White Balancing with Tungsten to get Daylight-cn it b dun?

Ash

New member
Hi there,
I'm to be working on a last minute experimental shoot, with access to 3 red heads. The director wants daylight color temp, for which I know we would require 1/2 or 1/4 CTBs to be put onto the reds. At the moment we don't know if we can get the gels, and my director posed me the question 'can we just white balance to make it look cold and daylight'. My initial answer was no, but then I got curious to find out if that is possible. White balancing to Tungsten lights to achieve a daylight color temp. Don't think that's possible, considering white balancing is just telling the camera to read certain colors as white..but thought I'd pose the question anyway.
Would be great to hear any opinions!!
 
I assume you're shooting video otherwise you wouldn't be asking the way you are. You can sort of make it happen. The only way I can think of is to have either a CTO gel or something similarly orange that you can put over the lens or focus the lens on while under tungsten lights. When you white balance the red heads should go slightly blue. Then in post you'll probably need to augment it with more color correction. If there are any lights in use that you want to be white instead of blue you will need to put CTO over those to balance them back to white as the camera sees it.
I had a shoot where one scene was shot in studio and we only had tungsten units. I gelled the lights I wanted to be white with CTO and balanced to those and then brought the blue up even more in post.

Best of luck.
 
White balancing and matching color temps are separate issues. The reason you put Full CTB gel on a 3200K tungsten lamp is to make the color temp match any 5500K daylight in the room. If there was no daylight to match to, you could just light for 3200K afterall.

You're trying to make all the light sources in the scene the same color temp so that THEN they can be corrected together, as an overall image, whether in-camera with a filter or with white balancing.
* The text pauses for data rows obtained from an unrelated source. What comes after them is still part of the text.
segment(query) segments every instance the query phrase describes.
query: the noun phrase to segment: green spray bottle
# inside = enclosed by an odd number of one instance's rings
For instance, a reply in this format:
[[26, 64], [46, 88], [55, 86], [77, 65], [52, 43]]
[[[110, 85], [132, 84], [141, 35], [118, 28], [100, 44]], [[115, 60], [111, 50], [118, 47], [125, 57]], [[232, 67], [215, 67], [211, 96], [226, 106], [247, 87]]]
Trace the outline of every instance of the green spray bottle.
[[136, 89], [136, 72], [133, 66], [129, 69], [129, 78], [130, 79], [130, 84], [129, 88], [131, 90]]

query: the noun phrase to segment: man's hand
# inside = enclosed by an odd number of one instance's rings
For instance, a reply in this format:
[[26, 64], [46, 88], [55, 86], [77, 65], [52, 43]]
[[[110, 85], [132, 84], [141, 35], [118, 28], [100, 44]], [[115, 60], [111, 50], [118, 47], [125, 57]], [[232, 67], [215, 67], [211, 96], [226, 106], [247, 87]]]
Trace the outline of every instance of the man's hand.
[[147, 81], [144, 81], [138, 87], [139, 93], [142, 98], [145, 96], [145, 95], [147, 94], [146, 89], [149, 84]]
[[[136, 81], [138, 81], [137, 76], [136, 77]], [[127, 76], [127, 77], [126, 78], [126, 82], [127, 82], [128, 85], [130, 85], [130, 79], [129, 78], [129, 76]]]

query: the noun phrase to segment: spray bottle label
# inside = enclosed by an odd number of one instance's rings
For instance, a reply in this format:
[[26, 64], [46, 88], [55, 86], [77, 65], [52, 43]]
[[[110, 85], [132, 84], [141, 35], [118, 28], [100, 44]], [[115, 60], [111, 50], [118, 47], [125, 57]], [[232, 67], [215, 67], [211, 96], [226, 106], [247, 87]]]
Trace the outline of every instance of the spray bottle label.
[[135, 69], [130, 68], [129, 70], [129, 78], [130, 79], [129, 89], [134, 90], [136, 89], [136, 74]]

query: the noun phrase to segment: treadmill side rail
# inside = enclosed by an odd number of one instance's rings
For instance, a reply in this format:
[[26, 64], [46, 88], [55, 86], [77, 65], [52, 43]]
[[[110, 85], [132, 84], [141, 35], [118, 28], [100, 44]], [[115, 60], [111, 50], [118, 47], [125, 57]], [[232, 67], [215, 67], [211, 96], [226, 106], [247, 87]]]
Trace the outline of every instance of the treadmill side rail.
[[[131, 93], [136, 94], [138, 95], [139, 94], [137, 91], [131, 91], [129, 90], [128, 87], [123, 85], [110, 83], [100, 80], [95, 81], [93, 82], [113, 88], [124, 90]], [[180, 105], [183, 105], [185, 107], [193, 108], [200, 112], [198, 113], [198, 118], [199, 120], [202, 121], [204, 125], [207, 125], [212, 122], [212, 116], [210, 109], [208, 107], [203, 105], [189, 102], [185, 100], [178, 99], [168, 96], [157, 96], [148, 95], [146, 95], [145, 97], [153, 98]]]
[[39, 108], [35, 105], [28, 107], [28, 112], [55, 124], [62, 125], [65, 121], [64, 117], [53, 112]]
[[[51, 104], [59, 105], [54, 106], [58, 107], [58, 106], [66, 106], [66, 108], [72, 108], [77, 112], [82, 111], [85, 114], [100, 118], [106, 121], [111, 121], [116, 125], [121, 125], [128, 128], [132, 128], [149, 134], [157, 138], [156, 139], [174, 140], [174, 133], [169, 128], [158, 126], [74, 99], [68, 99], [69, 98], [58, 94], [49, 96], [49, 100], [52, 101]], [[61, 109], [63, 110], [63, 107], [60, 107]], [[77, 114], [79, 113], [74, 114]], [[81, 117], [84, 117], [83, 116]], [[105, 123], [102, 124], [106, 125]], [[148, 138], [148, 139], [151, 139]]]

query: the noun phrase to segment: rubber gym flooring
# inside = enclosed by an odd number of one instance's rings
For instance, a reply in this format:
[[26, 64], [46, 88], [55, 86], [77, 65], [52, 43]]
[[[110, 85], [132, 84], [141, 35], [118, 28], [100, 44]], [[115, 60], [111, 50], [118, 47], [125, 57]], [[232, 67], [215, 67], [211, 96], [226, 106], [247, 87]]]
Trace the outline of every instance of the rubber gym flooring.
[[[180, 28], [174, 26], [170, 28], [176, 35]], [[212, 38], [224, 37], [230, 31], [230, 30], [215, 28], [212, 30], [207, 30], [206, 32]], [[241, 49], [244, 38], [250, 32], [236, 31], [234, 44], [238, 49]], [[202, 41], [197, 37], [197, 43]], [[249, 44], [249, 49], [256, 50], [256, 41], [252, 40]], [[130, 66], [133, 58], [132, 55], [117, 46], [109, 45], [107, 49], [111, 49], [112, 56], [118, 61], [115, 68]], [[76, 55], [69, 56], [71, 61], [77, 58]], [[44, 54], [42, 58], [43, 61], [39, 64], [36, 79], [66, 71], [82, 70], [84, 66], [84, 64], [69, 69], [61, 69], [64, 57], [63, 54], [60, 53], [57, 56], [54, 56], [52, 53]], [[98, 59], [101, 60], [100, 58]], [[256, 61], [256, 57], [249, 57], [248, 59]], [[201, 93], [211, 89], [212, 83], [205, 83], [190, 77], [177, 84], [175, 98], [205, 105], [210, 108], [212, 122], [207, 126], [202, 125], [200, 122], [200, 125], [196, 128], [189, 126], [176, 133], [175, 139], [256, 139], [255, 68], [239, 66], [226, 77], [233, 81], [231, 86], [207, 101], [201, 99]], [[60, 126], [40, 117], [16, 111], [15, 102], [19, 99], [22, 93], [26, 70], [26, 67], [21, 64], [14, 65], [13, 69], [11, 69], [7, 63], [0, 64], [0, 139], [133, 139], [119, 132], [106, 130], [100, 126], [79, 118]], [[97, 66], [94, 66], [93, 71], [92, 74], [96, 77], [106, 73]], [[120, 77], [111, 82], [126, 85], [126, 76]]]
But if you don't match the colors of the light sources first, then color-correcting will just shift everything in one direction or the other, but the differences will still exist (i.e. a 3200K lamp will look more orange than a 5500K lamp, or conversely, 5500K daylight will look bluer than a 3200K lamp.)
 
If you're going for the cold blue look. You will need a tungsten balance in the camera but daylight sources. Because the camera is leaning toward the orange part of the spectrum it sees the daylight sources as bluer than white. You could also use blue filters on the camera or lights, but that reduces your exposure dramatically. Your best bet is to match all of your sources in front of the camera first and then play with colors in camera or in post. That way it will always be clean.